Stress Testing Slips

Goal

The goal of the following expirements is to figure out the pressure at which Slips breaks.

Slips breaks may take one of the following forms:

Soft Break The state of Slips at which Slips shows significantly reduced unacceptable performance. (for example, when input reading speed diverges from profiler throughput, or latency increases sharply).

Hard Break Complete system crash or failure of the Slips processes.

But before trying to break Slips, we first need to identify what is normal (the baseline). This answers the question, “How does Slips behave under normal conditions?” Then, during stress testing, when we observe something that deviates from the baseline, we can identify it easily.

Context

In the following experiments we will be focusing mainly on the performance of the Input and Profilers of Slips as they are the two main performance bottlenecks, and we will be comparing them to the amount of flows slips receives to determin latency and speed issues.
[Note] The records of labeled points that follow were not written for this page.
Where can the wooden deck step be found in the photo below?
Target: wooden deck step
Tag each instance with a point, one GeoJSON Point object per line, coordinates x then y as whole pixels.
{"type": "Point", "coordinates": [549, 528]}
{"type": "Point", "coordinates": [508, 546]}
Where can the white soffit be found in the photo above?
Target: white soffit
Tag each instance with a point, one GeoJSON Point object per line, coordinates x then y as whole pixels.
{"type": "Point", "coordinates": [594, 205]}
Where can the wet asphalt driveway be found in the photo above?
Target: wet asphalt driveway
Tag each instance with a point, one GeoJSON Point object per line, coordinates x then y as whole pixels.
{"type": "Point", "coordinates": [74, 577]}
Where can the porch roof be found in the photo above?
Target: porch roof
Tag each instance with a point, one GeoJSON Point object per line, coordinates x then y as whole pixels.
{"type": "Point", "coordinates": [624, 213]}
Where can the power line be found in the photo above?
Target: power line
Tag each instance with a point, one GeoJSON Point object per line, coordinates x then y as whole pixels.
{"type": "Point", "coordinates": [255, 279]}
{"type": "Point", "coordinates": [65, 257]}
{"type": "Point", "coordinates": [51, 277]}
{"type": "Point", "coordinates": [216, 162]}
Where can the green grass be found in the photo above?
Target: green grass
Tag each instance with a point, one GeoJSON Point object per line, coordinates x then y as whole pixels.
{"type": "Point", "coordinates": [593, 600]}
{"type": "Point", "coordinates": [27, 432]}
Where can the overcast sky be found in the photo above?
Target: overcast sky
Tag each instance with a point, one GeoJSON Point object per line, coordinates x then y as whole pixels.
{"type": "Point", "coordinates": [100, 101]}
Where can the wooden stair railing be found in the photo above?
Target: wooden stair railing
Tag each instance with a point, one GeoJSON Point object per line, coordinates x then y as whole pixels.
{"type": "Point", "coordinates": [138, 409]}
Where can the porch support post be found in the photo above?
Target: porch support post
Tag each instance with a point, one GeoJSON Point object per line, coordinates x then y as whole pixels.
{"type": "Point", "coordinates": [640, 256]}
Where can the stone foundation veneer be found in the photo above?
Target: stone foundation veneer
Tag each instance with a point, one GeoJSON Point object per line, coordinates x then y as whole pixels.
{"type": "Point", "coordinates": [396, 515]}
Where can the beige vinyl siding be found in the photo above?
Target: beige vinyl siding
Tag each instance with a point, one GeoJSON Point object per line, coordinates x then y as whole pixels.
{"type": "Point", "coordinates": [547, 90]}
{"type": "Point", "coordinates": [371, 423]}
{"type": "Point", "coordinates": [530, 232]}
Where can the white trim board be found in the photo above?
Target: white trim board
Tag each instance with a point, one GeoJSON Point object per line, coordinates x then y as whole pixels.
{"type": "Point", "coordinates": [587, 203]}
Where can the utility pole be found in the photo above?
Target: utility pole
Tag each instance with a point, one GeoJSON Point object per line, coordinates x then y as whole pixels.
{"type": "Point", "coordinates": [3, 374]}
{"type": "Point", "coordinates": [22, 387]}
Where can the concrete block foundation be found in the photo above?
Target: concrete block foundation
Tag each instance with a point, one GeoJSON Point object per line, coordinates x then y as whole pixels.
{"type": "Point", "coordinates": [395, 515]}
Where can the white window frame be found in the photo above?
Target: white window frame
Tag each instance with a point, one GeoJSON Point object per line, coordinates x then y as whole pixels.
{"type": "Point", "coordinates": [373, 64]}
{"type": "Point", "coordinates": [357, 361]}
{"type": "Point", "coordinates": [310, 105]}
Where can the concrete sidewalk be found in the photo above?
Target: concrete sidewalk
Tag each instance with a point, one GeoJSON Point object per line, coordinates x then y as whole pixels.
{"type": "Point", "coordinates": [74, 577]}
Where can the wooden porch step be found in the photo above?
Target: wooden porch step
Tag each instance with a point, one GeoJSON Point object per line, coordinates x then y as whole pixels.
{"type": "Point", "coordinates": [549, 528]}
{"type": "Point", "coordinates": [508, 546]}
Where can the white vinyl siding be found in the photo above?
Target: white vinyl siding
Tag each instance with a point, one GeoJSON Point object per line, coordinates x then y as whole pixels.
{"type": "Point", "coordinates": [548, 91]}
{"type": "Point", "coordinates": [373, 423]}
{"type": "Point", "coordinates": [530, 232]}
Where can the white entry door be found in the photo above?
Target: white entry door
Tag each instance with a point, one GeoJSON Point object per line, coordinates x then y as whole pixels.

The latency we’re interested in here means “how long did Slips take to detect a given attack after the attack was completed”.

Please check how Slips works for context on what profilers/input process are.

Baseline

Baseline experiments overview

We conducted 3 experiments on mixed traffic (normal and malicious) to measure slips performance. These PCAPs were chosen because they mimic normal user traffic. mostly benign with a few malicious/suspicious things going on every now and then.

Experiment name	Input avg (flows/min)	Input peak (flows/min)	Profiler avg (flows/min)	Avg gap (input vs profiler)	Latency avg (seconds)	Latency p95	Latency p99	Max latency	Summary (plots + metrics)
CTU-Mixed-Capture-1	10,836.20	23,404	10,426.60	3.78%	0.04	0	0	32	Five throughput samples only; small average gap and only two non-zero latency samples.
CTU-Mixed-Capture-2	7,607.50	15,215	7,425.00	2.40%	1.93	20	29	32	Two throughput samples only; profiler drains backlog after input falls to zero and latency tail is short.
CTU-Normal-18	11,688.33	21,277	8,925.00	23.64%	1.44	8.40	30	52	Largest baseline throughput gap, but latency is still mostly zero aside from a few isolated spikes.

Baseline Experiment 1 - CTU-Mixed-Capture-1

Traffic

https://mcfp.felk.cvut.cz/publicDatasets/CTU-Mixed-Capture-1/

Flows/min for all profilers combined

Input peaks at 23,404 flows/min, while combined profiler throughput peaks at 11,967 flows/min and continues draining after input drops to zero.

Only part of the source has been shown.